A: “I think we are really out of balance in is how we approach our land use issues. … The commissioners have a very build-at-any-cost, move forward (approach) without thinking of do you have the infrastructure in place, are we destroying prime farmland in the process? And I feel that’s why we’re out of balance.
“I’m not a person that says all growth is bad. I definitely believe we need to have economic development and growth, in the commercial, residential and industrial sectors. But I think we can be much more thoughtful in how we do that. Now we wait for a developer to come to us and say, that’s what we want to see, and the move forward instead of creating a vision of what we want to see.”
“An example is the Mill Creek project. We said this is going to be industrial land and we’ll have the infrastructure in place … It has to be living wage jobs. Now we’re seeing companies move in there – Sanyo came in, Home Depot came in – that’s structured, it’s where we want it, it’s not next to a residential community that’s going to be damaged by it.”
Q: What’s your position on a potential Keizer urban growth boundary expansion?
A: “Once again it has to be very detailed and very thoughtful.
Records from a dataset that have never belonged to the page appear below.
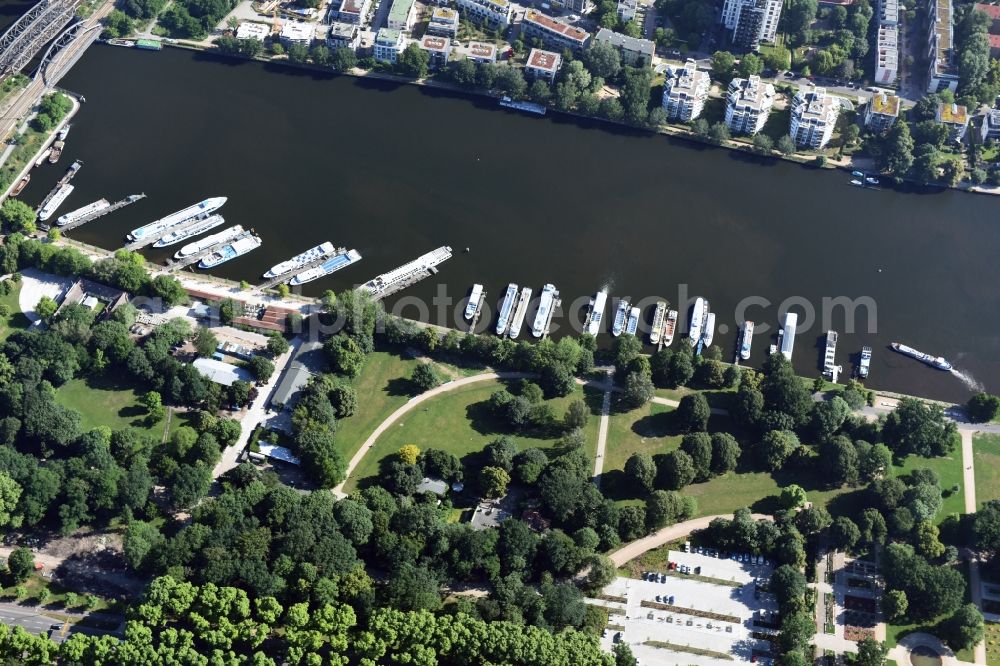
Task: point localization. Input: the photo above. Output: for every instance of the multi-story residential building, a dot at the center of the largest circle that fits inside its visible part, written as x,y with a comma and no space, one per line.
495,13
554,34
888,12
685,91
543,65
748,104
635,52
627,10
955,117
751,21
887,55
350,11
343,36
249,30
990,129
293,32
943,72
443,23
814,115
881,111
438,48
481,52
389,44
402,15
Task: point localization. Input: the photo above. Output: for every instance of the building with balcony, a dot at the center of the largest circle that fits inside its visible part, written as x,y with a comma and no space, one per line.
814,115
685,91
748,104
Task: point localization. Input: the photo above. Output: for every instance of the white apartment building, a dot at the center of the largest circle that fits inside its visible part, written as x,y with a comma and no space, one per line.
496,13
685,91
748,104
389,44
814,115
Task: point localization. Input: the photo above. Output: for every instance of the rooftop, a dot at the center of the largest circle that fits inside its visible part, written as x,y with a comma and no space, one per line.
553,25
885,103
621,41
544,60
953,114
432,43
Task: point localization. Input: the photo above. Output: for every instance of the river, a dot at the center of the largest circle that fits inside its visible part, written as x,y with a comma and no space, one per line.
395,171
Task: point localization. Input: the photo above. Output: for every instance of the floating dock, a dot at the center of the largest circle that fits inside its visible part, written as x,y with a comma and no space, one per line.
177,264
68,176
288,275
131,199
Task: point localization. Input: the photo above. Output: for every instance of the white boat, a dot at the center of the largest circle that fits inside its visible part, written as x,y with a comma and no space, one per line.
75,215
206,207
475,298
407,274
621,317
746,340
300,260
190,231
669,326
597,312
659,314
208,241
866,362
237,248
519,312
709,334
934,361
788,334
830,353
56,201
544,313
697,313
331,265
633,321
506,307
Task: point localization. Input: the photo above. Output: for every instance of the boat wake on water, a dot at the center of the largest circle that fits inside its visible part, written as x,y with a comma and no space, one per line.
971,382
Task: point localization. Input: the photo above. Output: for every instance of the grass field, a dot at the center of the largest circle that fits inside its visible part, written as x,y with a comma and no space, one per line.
103,402
382,387
986,450
15,320
458,422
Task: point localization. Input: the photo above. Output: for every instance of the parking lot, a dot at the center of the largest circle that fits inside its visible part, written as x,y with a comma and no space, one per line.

We have to look at the land around Keizer and population growth, and ask, what is not prime farmland or not part of the park system, and say that’s where we need to expand. We need to let developers know in advance. … Keizer’s kind of bursting at the seams, but I look at the flip side, in Silverton there’s 500 vacant lots approved and inside their UGB, and no one’s moving there. …”
“The French Prairie soils north of Keizer were the whole reason the Oregon Trail existed, to come to this prime farmland. I think we do have to draw a line on our growth as far as thinking we’re going to build on the top of prime farmland. Keizer is not 100 percent butted up against prime soils, and that’s where we should be looking at expanding the urban growth boundary.”
Q: How much of that debate is emotional versus economic?
A: “Agriculture is still the number one industry in Marion County. So it is very much tied, I think, to the economics and success of Marion County. I tell people when I make decisions I make them for the next 100 years. I think that land will be much more valuable as farmland in 100 years than a residential community … You can’t go backwards. You can’t take a residential community and turn it into farmland. Is there some emotion to it? Sure. I also want to have good quality of life.”
Q: What industries would the county be poised to attract?
“I think we could be better poised for supporting high-tech and green jobs. We have the Mill Creek project, which is the biggest shovel-ready portion of land along the I-5 corridor. That makes us very marketable to various industries.”